機能 Direct Lake インポート DirectQuery
ライセンス Fabric 容量サブスクリプション (SKU) のみ 任意の Fabric または Power BI ライセンス (Microsoft Fabric 無料ライセンスを含む) 任意の Fabric または Power BI ライセンス (Microsoft Fabric 無料ライセンスを含む)
データ ソース レイクハウスまたはウェアハウス テーブル (またはビュー) のみ 任意のコネクタ DirectQuery モードをサポートする任意のコネクタ
SQL 分析エンドポイント ビューに接続する あり。

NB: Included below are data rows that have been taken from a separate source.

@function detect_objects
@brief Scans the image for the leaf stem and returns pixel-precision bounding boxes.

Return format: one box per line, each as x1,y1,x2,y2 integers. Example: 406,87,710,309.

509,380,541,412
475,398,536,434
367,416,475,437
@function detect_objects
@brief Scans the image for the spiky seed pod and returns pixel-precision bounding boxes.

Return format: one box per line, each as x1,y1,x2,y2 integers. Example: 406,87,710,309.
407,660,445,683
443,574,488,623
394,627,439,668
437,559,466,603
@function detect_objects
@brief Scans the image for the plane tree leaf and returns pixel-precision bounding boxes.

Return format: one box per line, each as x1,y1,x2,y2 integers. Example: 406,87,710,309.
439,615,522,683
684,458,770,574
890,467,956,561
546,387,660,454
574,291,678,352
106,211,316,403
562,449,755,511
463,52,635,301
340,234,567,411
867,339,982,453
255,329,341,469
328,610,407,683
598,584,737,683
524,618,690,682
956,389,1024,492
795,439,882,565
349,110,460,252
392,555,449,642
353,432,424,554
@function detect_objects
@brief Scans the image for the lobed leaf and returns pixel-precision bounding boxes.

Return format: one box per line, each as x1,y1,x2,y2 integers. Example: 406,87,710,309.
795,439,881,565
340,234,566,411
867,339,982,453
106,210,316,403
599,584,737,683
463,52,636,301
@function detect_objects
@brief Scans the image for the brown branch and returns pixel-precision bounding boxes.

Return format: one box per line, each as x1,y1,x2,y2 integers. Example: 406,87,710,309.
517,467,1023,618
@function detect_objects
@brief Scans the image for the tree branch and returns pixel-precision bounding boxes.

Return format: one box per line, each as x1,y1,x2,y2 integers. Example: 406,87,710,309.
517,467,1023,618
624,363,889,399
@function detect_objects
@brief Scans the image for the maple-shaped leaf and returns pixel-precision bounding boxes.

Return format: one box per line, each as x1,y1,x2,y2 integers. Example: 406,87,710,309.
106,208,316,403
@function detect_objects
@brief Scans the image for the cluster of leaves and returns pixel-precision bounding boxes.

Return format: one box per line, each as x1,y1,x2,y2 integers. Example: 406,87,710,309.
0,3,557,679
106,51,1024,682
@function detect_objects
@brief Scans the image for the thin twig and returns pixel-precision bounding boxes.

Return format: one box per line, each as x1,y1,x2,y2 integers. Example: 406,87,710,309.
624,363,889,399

ただし、DirectQuery モードに自動的にフォールバックします はい はい
複合モデル いいえ 1 あり。DirectQuery または Dual ストレージ モード テーブルと組み合わせることができます あり。Import または Dual ストレージ モード テーブルと組み合わせることができます
シングル サインオン (SSO) はい 適用できません はい
計算テーブル なし。計算グループwhat-if パラメーター、および計算テーブルを暗黙的に作成するフィールド パラメーターを除きます はい なし。DirectQuery モードで他のテーブルを参照する場合でも、計算テーブルでは Import ストレージ モードを使用します
計算列 いいえ イエス はい
ハイブリッド テーブル いいえ イエス はい
モデル テーブルのパーティション なし。ただし、Delta テーブル レベルでパーティション分割を実行できます あり。増分更新によって自動的に作成されるか、XMLA エンドポイントを使用して手動で作成されます いいえ
ユーザー定義集計 いいえ イエス はい
SQL 分析エンドポイントのオブジェクトレベル セキュリティまたは列レベル セキュリティ あり。ただし、クエリは DirectQuery モードにフォールバックし、アクセス許可が拒否されるとエラーが生成される可能性があります あり。ただし、セマンティック モデルのオブジェクトレベル セキュリティでアクセス許可を複製する必要があります あり。ただし、アクセス許可が拒否されるとクエリでエラーが生成される可能性があります
SQL 分析エンドポイントの行レベル セキュリティ (RLS) あり。ただし、クエリは DirectQuery モードにフォールバックします あり。ただし、セマンティック モデルの RLS でアクセス許可を複製する必要があります はい
セマンティック モデルの行レベル セキュリティ (RLS) あり。ただし、固定 ID クラウド接続を使用することを強くお勧めします はい はい
セマンティック モデルのオブジェクトレベル セキュリティ (OLS) はい イエス はい
更新要件がない大規模なデータ ボリューム はい あまり適していない。より大きい容量サイズがクエリと更新に必要になる可能性があります はい
データ待機時間を短縮する あり。自動更新が有効になっている場合、またはプログラムによる再フレーミングの場合。ただし、最初にアップストリームでデータ準備を行う必要があります いいえ はい

1 Direct Lake ストレージ モード テーブルを、"同じセマンティック モデルの" DirectQuery または Dual ストレージ モード テーブルと組み合わせることはできません。 ただし、Power BI Desktop を使用して Direct Lake セマンティック モデルに複合モデルを作成し、(Import、DirectQuery、または Dual ストレージ モードを使用して) 新しいテーブルまたは計算で拡張できます。 詳細については、セマンティック モデルで複合モデルを構築するに関するページを参照してください。